Implementing A/B Testing Logic in Go

This challenge focuses on building the core logic for an A/B testing system in Go. A/B testing is a crucial technique for product development and marketing, allowing teams to experiment with different versions of a feature or design to determine which performs better. You will implement a system that can assign users to different experiment variants.

Problem Description

You need to create a Go program that simulates the assignment of users to different variants (A or B) in an A/B test. The assignment should be deterministic for a given user and a given experiment, meaning the same user should always be assigned to the same variant for the same experiment. The assignment should also be distributed as evenly as possible between the variants.

Key Requirements:

User-to-Variant Assignment: Given a userID (a string) and an experimentName (a string), the system should return either "A" or "B" representing the assigned variant.
Deterministic Assignment: For a fixed userID and experimentName, the function must always return the same variant.
Even Distribution: Over a large number of unique users, the distribution of assignments between variant "A" and variant "B" should be approximately 50/50.
Experiment Independence: Assignments for different experiments should be independent of each other. A user assigned to variant "A" for experiment1 could be assigned to variant "B" for experiment2.

Expected Behavior:

The core of your solution will be a function that takes userID and experimentName and returns the assigned variant. You should also demonstrate how to use this function with sample data.

Edge Cases:

Empty userID or experimentName: While ideally these would be validated beforehand, consider how your hashing mechanism might handle them.
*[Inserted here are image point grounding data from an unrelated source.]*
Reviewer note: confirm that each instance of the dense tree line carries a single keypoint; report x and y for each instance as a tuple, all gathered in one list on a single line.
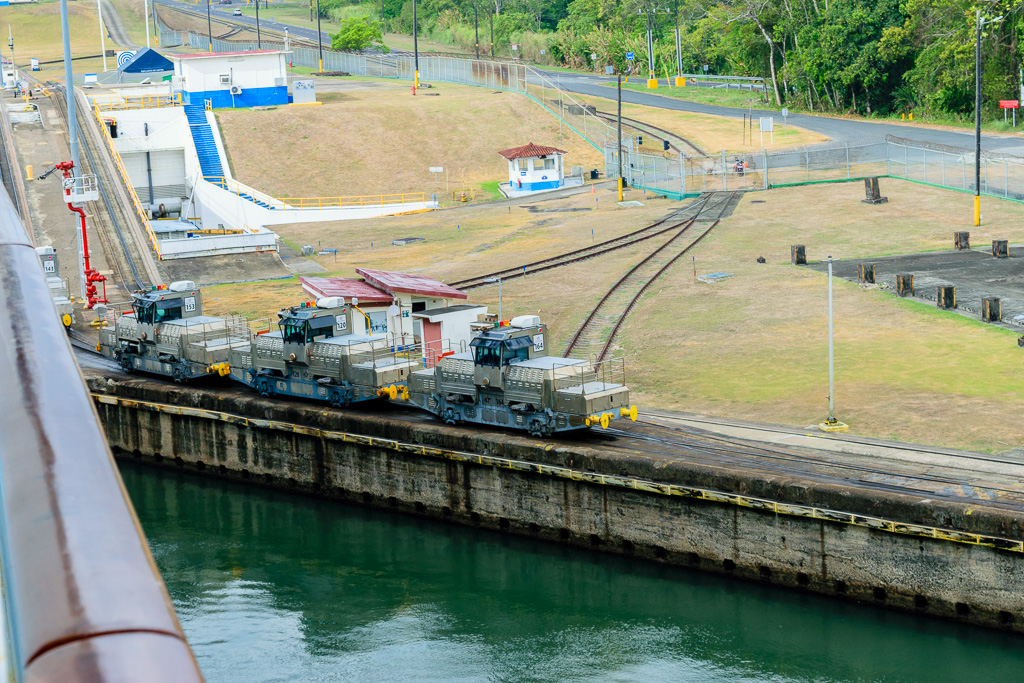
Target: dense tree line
[(868, 56)]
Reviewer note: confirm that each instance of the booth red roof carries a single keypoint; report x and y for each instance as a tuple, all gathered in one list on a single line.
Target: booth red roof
[(401, 282), (365, 292), (530, 150)]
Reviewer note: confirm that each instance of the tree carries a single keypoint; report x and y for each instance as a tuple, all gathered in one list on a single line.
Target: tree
[(357, 34)]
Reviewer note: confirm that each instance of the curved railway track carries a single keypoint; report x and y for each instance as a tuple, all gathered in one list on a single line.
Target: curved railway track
[(599, 329), (652, 230)]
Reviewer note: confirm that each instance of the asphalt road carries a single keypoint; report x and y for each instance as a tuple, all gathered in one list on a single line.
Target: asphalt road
[(842, 130)]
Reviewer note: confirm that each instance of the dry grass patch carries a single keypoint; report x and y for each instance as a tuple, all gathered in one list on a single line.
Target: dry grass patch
[(383, 141)]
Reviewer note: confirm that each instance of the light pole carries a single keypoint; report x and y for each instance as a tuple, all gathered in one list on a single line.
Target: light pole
[(832, 424), (320, 37), (416, 50), (977, 114), (499, 281), (102, 35)]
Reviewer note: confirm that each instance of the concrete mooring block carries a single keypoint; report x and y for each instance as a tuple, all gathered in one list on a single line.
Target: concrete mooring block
[(904, 286), (945, 296), (991, 309)]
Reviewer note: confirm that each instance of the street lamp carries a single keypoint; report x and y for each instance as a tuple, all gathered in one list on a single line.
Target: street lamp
[(977, 114), (832, 424), (499, 281)]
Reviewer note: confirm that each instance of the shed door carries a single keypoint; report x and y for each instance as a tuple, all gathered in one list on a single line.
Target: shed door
[(431, 342)]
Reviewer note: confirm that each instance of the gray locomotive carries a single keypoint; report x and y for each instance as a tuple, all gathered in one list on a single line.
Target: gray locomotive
[(166, 333), (507, 380), (315, 354)]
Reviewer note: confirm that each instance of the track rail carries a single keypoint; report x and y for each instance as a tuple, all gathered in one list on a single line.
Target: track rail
[(621, 298), (652, 230)]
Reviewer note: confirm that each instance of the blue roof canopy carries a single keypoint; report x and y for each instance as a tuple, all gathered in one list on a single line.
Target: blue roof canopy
[(146, 60)]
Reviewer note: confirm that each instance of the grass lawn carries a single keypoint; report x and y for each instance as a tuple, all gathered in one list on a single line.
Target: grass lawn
[(382, 140), (753, 346)]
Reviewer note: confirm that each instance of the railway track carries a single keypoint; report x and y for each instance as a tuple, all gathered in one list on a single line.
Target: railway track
[(656, 228), (955, 481), (598, 331), (119, 255), (654, 131)]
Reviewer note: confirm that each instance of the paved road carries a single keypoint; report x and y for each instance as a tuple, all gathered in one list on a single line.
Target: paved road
[(843, 130)]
For this challenge, assume valid, non-empty strings.
Collisions in hashing: While unlikely with good hashing functions, consider the implications if two different user/experiment combinations produced the same hash. Your solution should gracefully handle this.

Examples

Example 1:

Input:
userID = "user123"
experimentName = "new_homepage_layout"

Output:
"A"

Explanation: For the input userID="user123" and experimentName="new_homepage_layout", the system deterministically assigns the user to variant "A".

Example 2:

Input:
userID = "user456"
experimentName = "new_homepage_layout"

Output:
"B"

Explanation: For the input userID="user456" and experimentName="new_homepage_layout", the system deterministically assigns the user to variant "B". If userID was "user123" and experimentName was "checkout_button_color", it might still result in "A" or "B" independently.

Example 3:

Input:
userID = "user123"
experimentName = "checkout_button_color"

Output:
"B"

Explanation: This demonstrates experiment independence. The same userID ("user123") is now being tested on a different experiment ("checkout_button_color") and is assigned to variant "B".

Constraints

The userID and experimentName will always be non-empty strings.
The solution should be implemented in Go.
The assignment algorithm should aim for an approximate 50/50 split for a large, random set of users. A simple modulo operation on a hash is acceptable.
Avoid external libraries for the core assignment logic if possible, but using standard Go libraries like hash/fnv or crypto/md5 is permitted.

Notes

Hashing: To achieve deterministic assignment, you'll need to combine the userID and experimentName and then hash this combined string. A common approach is to concatenate them (e.g., experimentName + ":" + userID) and then hash the result.
Distribution: After hashing, you'll need to map the hash output to either variant "A" or "B". A common method is to take a portion of the hash (e.g., the first few bytes or a specific integer representation) and apply a modulo operation to determine the variant. For a 50/50 split, you'd typically use modulo 2.
Key Generation: Think about how to create a unique key for each user-experiment pair that can be reliably hashed.
Success Criteria: A successful implementation will correctly and deterministically assign users to variants based on their userID and experimentName, and exhibit a near 50/50 split when tested with a large number of unique users.